I have written several times about fighting my way up the lane when it gets overgrown – it’s incredible how fast everything can grow in the summer! For a few weeks it got so overgrown that Galahad and I could not force our way through at all.
However, my parents have recently been doing a lot of work outside and also got a man in to help with cutting the undergrowth in the lane and scraping the surface back to its original stone level. There is even a new gate at the top so I don’t have to get off to move the hurdle any more. Such a luxury.
It is all looking a lot better, if still a little muddy. The grass will grow though and I already have access to the longer rides we have been missing (and an indoor school just up the road!). We have a lot to look forward to.
Every autumn I dither about when to start bringing the ponies in at night. Yes they are Exmoors and and are perfectly capable of staying out all winter but they do get fat on thin air and need their grass intake to be monitored somewhat. Besides that, it helps to save the ground a bit.
Throughout the summer I go out to do evening checks on them in the field. Often they ignore me, sometimes they skitter away as if they think I might actually make them do some work and sometimes they come to say hello.
However, for the past couple of evenings the ponies have started whickering when I go out to see them and even run over to say hello. Then they have followed me back to the yard and stood about looking hopeful. I’m pretty sure they were asking for dinner!
Therefore they came in for the first time last night. It does mean a bit more work for me but there is something very cosy about having the ponies all tucked up in bed. Autumn is a lovely time.
Last Sunday was our area qualifier for the novice winter dressage championships and I am pleased to report that my superstitious hacking in my show gear did the trick – I did not fall off!
I had never actually represented the riding club in dressage before so I was pretty nervous. I enjoy dressage but it isn’t my strong point as I am not very good at maintaining the correct outline. Nevertheless, I was determined to do my best and not let the side down.
I started off with Prelim 18 as a warm up class and although I felt it could have gone better it was at least not as bad as I thought it might have been (our practice the day before had not been great). We ended up with a score of 67.88 and eighth place which pleased me immensely. I even won my first goody bag!
For the qualifier itself we did Prelim 12 and while it was still not perfect it felt a lot better than the first test – until we started centering and he threw his head right up in the air. Still, we scored 67.59 and came sixth which was very exciting.
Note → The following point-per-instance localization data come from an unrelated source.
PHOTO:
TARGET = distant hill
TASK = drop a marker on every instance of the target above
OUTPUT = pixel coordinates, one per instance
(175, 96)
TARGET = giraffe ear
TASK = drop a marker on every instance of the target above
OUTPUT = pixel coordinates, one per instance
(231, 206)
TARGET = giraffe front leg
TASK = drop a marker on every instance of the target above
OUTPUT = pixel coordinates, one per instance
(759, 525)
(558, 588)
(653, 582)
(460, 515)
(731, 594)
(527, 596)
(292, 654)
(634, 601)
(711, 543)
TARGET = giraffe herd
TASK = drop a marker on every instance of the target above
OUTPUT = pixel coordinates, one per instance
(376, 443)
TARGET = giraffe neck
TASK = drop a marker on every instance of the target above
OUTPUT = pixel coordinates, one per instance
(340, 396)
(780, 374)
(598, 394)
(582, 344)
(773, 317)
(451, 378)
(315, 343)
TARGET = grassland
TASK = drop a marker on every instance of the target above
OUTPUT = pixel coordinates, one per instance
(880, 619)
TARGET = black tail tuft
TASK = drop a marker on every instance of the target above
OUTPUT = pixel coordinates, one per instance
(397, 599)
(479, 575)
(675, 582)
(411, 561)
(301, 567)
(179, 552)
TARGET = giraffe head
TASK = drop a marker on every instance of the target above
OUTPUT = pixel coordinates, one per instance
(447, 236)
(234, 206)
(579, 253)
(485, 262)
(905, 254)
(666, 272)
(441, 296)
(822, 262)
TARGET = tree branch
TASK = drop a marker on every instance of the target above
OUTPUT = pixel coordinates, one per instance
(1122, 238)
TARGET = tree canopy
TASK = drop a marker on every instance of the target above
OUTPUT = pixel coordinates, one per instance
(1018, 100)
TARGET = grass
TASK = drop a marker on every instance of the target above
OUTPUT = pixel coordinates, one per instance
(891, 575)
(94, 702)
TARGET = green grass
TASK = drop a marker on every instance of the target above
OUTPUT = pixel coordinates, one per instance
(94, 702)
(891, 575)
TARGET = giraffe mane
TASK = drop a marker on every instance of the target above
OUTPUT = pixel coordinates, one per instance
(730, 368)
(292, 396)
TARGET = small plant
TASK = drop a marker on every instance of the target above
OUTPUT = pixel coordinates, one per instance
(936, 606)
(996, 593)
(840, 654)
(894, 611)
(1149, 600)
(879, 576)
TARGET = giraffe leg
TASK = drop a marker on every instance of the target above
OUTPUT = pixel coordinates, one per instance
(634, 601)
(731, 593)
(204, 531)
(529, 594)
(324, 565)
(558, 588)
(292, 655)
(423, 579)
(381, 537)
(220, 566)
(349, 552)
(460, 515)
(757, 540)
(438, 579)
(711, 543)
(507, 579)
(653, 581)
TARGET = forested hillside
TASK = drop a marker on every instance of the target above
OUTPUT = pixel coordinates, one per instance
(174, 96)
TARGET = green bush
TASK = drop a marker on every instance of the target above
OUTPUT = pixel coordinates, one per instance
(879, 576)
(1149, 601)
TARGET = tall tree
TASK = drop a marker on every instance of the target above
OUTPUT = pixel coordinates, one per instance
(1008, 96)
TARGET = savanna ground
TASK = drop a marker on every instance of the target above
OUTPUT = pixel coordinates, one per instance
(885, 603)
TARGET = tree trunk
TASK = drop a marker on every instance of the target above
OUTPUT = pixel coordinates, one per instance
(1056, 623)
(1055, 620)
My team mates did well too and we came away with team fifth. No qualification this time but I was pleased and I think they were too. I thoroughly enjoyed myself and, as we all know, that is the important thing.
When I was a teenager I noticed that I quite often fell off when I was wearing new clothes for the first time. A new t-shirt or jumper was usually okay but specifically horsey things like riding hats made me fall off. Once I wore a new hat cover and carried a new whip at the same time. I was bucked off whilst out for a hack by myself.
I have no idea how many times things like that actually happened but it was enough for me to develop a superstition about it. I had to make sure that if I got anything new I did not wear it for the first time at a competition. That would just be asking for trouble.
Of course, the rational part of me knows that a new hat will not make me fall off. However, I also know that the mind is incredibly powerful and if I think I will come off it makes it much more likely that I will. Which is why this week I found myself hacking out in a new hat cover and new (to me) show jacket.
It felt a bit odd but also as if I was in one of Ruby Ferguson’s Jill stories which I love so actually I was very happy. Perhaps we should go back to hacking in hacking jackets!